Афанасий чуть не прыснул, но сдержался и ответил:

- Вообще-то вы сами позвонили. Я подумал, что вы что-то вспомнили о Рзаеве и его жене.

При этих словах дама коротко всхлипнула и прикрыла глаза голубой и бугристой от бирюзы рукой.
- Не произносите этих святых имен всуе. О них надо говорить молча...

Афанасий не представлял себе, как это можно сделать, но на всякий случай замолчал, решив, что старуха так или иначе продолжит свои цирковые номера и что-нибудь расскажет. Так оно и вышло.

- Это были два голубя... Когда я вспоминаю наши упоительные вечера, слезы буквально душат меня... Музыка, вино и цветы, море цветов. А эти рыбные салаты! Все в прошлом, мой друг. Не утешайте меня, не надо...

С этими словами она встала и ушла за печку, откуда раздалось ядреное сморканье. Вернувшись к креслу, старуха оказалась одетой в какое-то рубище, а вместо бирюзы на шее болтались вериги.
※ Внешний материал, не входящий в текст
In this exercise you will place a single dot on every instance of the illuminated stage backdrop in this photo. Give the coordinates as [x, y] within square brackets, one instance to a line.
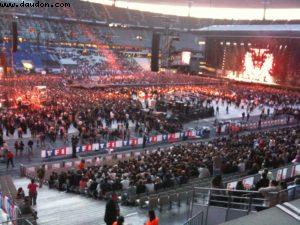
[257, 67]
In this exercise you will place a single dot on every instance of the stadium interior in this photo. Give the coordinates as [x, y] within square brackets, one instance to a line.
[182, 112]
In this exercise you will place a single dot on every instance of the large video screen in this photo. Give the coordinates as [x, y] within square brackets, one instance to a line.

- До века будете грех ваш искупать, - глухим голосом произнесла она, забираясь с ногами на кресло. Некоторое время еще старуха бормотала что-то невразумительное и крестилась костистой лапой, глядя на печку.

Афанасий выждал несколько минут и сказал:

- А куда делась библиотека-то?

- А-а-а!!! - завопила старуха, заслоняясь обеими руками от гостя и глядя на него безумными глазами. - Изыди, нечистый!!! В глазах твоих геенна огненная отражается, в языках ее пламени душа твоя бесовская играет игрища незаконныя!!!

Старухин голос переходил от шепота до завывания и обратно, создавая волнообразную динамику.

Афанасий молча наблюдал все это безобразие и выжидал, когда снова можно вставить слово. В одну из пауз ему это удалось.

- Мамаша... - начал было он, но тут же раздалось:

- Блудница вавилонская - твоя мамаша!!! - после чего старуха резво вскочила и стала бегать вокруг печки, кликушески выкрикивая междометия. На очередном повороте она исчезла и через некоторое время вышла в строгом темно-синем костюме, очках, со значком народного депутата на груди.

- Слушаю вас, уважаемый товарищ...

- Иванов, - охотно и быстро подсказал ей Афанасий, невольно подымаясь со своего места.

- Товарищ Иванов. Сидите, сидите, дорогой. Я слушаю вас.

- Так я насчет рзаевской библиотеки, - как-то нерешительно и скромно обронил Афанасий.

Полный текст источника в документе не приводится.